Andrew Holman Hamilton (June 7, 1834 – May 9, 1895) was an American lawyer and politician who served two terms as a politician from Indiana who served in the United States House of Representatives from 1875 to 1879.

==Early life and career ==
He was born in Fort Wayne, Indiana, June 7, 1834, the oldest son of Allen Hamilton, an Irish immigrant and local banker. Hamilton attended the common schools and graduated from Wabash College in Crawfordsville in 1854. Hamilton studied law at Harvard University. After being admitted to the bar in 1859, he began to practice law in Fort Wayne.

=== Personal life ===
Hamilton married Phoebe Taber in 1851. The couple had five children.
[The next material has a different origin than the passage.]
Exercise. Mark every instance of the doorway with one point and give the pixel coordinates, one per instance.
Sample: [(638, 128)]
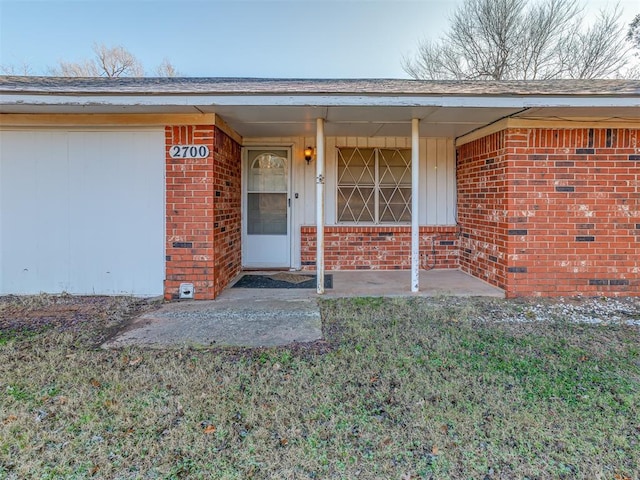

He is the uncle of Edith Hamilton and Alice Hamilton.

==Political career==
He was elected as a Democrat to the Forty-fourth and Forty-fifth Congresses (March 4, 1875 – March 3, 1879). After his term in the House, he resumed the practice of law.

==Death==
Hamilton died in Fort Wayne on May 9, 1895. He is interred in Lindenwood Cemetery.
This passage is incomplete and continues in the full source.